L’école, c’est le Lotto. Tout le monde accepte d’y jouer, sachant et acceptant que les pertes de la majorité enrichissent les gains d’une minorité, mais avec la circonstance aggravante que le tirage au sort est truqué. L’acceptation et même la conviction que ce système de compétition est bénéfique pour tous, c’est l’aliénation culturelle.
Tous les zélés de l’excellence, les promoteurs de pactes, les missionnaires anti redoublements sont d’une sincérité totale. Ils croient aux efforts pédagogiques, à la formation des enseignants, au management des établissements, aux prescriptions décrétales, à l’IFC, à l’inspection, aux conseillers, aux évaluations externes, aux missions du décret, et même à la citoyenneté... Ils ne voient pas que la compétition scolaire est corolaire de la compétition économique, alors que c’est pourtant d’une évidence aveuglante, aveuglante comme l’idéologie du mérite individuel dans une compétition généralisée.

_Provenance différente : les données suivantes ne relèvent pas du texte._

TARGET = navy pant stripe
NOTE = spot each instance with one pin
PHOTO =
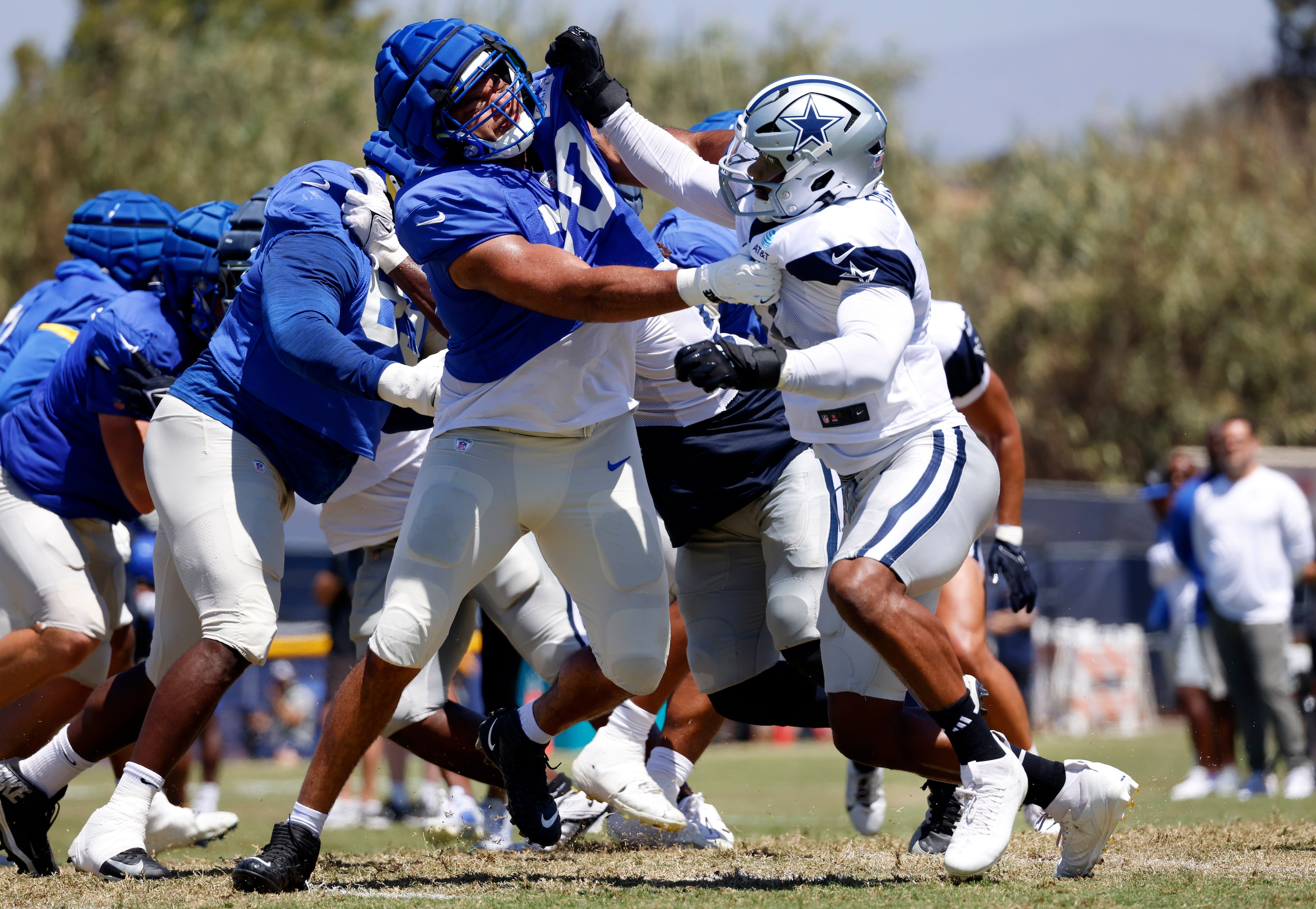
(938, 510)
(939, 450)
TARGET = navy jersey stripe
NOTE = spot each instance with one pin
(898, 510)
(938, 510)
(870, 265)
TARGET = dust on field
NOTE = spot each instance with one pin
(1245, 864)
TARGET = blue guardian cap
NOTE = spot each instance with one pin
(123, 231)
(425, 73)
(190, 267)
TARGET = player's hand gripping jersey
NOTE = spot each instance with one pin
(295, 364)
(507, 365)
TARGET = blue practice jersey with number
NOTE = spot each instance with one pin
(313, 431)
(571, 203)
(52, 443)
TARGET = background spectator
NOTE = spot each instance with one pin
(1252, 535)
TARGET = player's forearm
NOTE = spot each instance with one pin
(665, 164)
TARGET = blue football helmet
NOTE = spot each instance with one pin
(239, 244)
(423, 76)
(121, 231)
(190, 267)
(394, 164)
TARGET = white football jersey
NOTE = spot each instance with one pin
(664, 400)
(825, 256)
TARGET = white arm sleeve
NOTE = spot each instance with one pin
(874, 326)
(666, 165)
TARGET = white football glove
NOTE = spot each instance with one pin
(736, 280)
(370, 218)
(414, 386)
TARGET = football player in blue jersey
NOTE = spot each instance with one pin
(73, 459)
(861, 382)
(538, 272)
(116, 240)
(286, 397)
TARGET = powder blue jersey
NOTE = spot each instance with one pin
(311, 411)
(45, 320)
(571, 203)
(52, 443)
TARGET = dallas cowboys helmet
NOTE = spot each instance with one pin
(828, 136)
(423, 76)
(121, 231)
(239, 244)
(190, 265)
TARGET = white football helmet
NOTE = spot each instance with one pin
(828, 136)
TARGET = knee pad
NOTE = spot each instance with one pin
(807, 659)
(776, 697)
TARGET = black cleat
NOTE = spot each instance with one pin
(26, 818)
(284, 866)
(523, 764)
(939, 824)
(134, 864)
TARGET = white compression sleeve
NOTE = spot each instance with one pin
(668, 167)
(874, 326)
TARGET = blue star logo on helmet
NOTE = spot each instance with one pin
(811, 125)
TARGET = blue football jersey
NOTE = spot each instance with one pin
(52, 443)
(46, 319)
(571, 203)
(313, 434)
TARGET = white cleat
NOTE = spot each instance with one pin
(1040, 821)
(991, 795)
(1089, 808)
(498, 826)
(1198, 784)
(613, 770)
(111, 846)
(171, 826)
(865, 799)
(1301, 783)
(704, 828)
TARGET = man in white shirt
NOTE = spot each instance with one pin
(1252, 534)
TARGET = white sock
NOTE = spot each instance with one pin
(132, 799)
(632, 722)
(669, 770)
(54, 766)
(401, 795)
(308, 818)
(531, 727)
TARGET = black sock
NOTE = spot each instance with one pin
(968, 731)
(1046, 780)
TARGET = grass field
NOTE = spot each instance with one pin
(796, 849)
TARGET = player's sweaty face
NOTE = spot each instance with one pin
(478, 98)
(766, 170)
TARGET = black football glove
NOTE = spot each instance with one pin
(1007, 559)
(593, 91)
(720, 364)
(143, 386)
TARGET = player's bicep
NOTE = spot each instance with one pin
(516, 271)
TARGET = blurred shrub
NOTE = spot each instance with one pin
(1137, 288)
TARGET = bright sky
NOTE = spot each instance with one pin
(990, 70)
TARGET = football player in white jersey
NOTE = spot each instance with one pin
(803, 189)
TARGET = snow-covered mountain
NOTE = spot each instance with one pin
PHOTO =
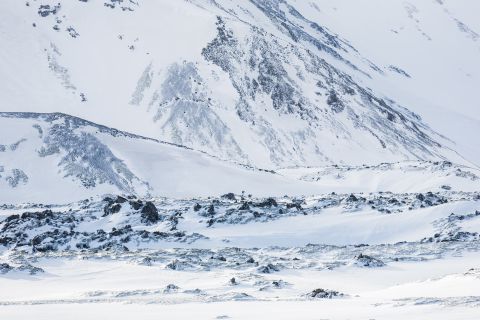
(277, 159)
(265, 83)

C’est l’évaluation qu’il faut supprimer

Ce n’est pas le redoublement, la solution du problème de la sélection, qu’il faut supprimer, mais bien la cause du problème, à savoir la compétition et son outil, l’évaluation certificative. Si on ne supprime pas l’évaluation, alors il faut absolument maintenir le redoublement. Si on veut supprimer le redoublement, alors il faut supprimer l’évaluation certificative. L’école ne peut supprimer pas la compétition économique, mais elle peut supprimer la compétition scolaire. L’école ne pourra changer que si on change son moteur et sa finalité. 

notes:

[1F. Dubet, « Pourquoi ne croit-on pas les sociologues ? », Éducation et société n° 9, 2002/1.

[2À partir d’une idée de T. Diez.

[3Vous ne trouverez pas cette information dans « Indicateurs de l’enseignement 2014 », les indicateurs étant désormais organisés pour montrer les progrès de notre système d’enseignement…

[4J. Séguéla.

[5 R. Castel.

[6Bourdieu, 1962.

[7Définition ironique de R. Aron.

[8F. Sigaut dans « Folie, réel et technologie » (1991) distingue trois types d’aliénation : mentale, sociale et culturelle, qu’ici je déforme un peu.